In the days before my sons came to be I still worked in the field surveying seismic lines for the oil and gas companies. We explored some of the most remote areas in Alberta, and the world, by constructing our own temporary roads, or lines. A 4x4 pick-up can go a long way into the back country with a D6 cat in front of it.

I should tell you about Sam. Or Samo or Cactus Sam, they are all the same dog. Sam was my traveling companion for some of these field years. Sam was a great white Samoyed. To have had an animal as gifted as him call me his was truly privileged. I could tell you why I called him Cactus Sam but that is a different story and, besides, he always thinks the joke is on him when I tell that one!

To the North and East was open wilderness and it was there throughout we traversed our lines. My job was to strike off the cats and control the line construction; A job with zero tolerance for error as the cats worked in pairs to cut and clean three to five kilometers of new line per day.

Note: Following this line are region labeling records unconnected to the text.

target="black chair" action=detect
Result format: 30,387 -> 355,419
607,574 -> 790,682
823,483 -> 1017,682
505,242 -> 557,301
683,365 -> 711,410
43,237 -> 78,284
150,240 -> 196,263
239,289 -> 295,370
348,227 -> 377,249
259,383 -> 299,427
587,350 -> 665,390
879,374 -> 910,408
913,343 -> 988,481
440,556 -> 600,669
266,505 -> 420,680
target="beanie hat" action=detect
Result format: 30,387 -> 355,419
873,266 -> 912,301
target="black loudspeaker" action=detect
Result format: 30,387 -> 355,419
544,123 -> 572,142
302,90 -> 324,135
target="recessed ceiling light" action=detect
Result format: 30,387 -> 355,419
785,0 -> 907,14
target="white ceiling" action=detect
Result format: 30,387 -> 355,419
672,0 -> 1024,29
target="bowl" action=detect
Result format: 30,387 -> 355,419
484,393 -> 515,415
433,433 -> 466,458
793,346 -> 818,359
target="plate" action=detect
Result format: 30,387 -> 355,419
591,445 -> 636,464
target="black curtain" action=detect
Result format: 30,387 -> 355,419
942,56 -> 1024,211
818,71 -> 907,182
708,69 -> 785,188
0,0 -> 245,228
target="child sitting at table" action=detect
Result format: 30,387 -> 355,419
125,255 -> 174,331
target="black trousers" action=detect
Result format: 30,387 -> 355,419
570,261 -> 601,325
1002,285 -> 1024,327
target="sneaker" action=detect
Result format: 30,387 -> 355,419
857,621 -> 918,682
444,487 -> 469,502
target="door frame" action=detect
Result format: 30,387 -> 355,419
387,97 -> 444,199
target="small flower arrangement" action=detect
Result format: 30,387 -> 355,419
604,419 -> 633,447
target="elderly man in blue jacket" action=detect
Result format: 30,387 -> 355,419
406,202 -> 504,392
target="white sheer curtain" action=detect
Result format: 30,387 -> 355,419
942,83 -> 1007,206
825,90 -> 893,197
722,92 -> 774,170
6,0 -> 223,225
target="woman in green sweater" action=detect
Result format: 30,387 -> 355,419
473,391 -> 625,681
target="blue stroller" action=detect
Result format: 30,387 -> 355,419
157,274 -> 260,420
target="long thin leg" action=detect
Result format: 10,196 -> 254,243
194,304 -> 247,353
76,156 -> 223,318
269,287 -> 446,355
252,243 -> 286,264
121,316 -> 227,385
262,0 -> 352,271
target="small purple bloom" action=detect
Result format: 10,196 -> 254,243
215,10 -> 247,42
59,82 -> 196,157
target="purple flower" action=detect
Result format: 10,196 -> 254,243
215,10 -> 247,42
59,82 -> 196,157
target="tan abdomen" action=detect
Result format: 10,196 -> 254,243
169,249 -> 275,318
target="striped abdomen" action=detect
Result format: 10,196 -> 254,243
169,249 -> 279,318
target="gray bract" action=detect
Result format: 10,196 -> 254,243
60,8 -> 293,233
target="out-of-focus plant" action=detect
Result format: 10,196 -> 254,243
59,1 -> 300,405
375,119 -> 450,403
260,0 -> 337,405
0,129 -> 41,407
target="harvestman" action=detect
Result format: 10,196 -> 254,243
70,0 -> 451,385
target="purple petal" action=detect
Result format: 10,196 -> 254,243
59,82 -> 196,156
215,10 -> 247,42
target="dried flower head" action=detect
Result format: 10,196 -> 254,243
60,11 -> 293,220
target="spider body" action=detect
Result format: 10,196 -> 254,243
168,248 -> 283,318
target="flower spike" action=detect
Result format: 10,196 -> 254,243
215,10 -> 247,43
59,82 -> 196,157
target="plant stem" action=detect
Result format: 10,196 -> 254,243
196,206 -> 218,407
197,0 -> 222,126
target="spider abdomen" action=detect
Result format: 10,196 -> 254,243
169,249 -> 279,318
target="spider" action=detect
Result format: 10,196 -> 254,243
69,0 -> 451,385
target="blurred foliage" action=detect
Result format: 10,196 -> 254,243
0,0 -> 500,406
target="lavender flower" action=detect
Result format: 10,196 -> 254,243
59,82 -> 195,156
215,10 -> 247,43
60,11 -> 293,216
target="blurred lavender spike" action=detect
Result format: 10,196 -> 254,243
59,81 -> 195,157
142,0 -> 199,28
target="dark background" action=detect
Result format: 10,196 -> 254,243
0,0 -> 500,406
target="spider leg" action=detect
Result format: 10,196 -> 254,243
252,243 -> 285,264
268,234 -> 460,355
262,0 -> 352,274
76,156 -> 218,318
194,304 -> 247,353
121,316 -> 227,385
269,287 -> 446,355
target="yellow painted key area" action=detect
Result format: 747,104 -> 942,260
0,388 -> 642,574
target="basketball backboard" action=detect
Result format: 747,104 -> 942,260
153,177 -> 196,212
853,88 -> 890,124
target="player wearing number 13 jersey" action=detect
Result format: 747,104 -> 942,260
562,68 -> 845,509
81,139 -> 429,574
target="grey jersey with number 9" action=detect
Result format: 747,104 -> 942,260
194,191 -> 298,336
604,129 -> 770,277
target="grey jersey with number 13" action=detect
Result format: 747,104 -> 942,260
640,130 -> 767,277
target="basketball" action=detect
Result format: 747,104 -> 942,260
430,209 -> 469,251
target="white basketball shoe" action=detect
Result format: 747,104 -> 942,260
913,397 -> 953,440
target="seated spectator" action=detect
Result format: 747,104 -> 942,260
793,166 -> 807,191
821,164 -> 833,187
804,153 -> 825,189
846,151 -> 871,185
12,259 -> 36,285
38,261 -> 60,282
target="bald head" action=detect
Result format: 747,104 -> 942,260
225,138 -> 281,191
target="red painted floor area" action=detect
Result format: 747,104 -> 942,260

Sam kept company all the way, unless he was off chasing squirrels, jack rabbits, or any of the variety of other animals which make the forest their home.

Our transportation this day was an Argo, an open topped six or eight wheeled ATV; Ours was a six-wheeled orange model. We were traveling in to strike some line off one morning when we saw them.

As we rounded a corner in the trail, we surprised a pack of wolves. Or maybe, I've thought, they were waiting there for us. For a moment, they all looked at us. There was a black one, a brown, some greys. Eight to ten in the pack that I saw. They looked at us with one mind, their intent unknown to me, or Sam, turned together and magically, seamlessly, vanished into the surrounding wilderness at the same time. The black is the one I remember most, but what impressed me about them was how they acted together.

That night, or perhaps the next, at the end of the day they saw us again. The reverse was not true, for we heard them this time but saw nothing. At dusk they began to howl in the valley before us. Such melancholy they sing. I sometimes believe their song is meant to lull their prey into standing still to appreciate it. One begins and another joins ... I had thought by the sound of it that they were miles away.

I took a step into the valley with Sam at my side. Something made me turn us back after that first step and call it a day’s work. Maybe, it was just common sense. Maybe, but I know the wolves were there, always watching.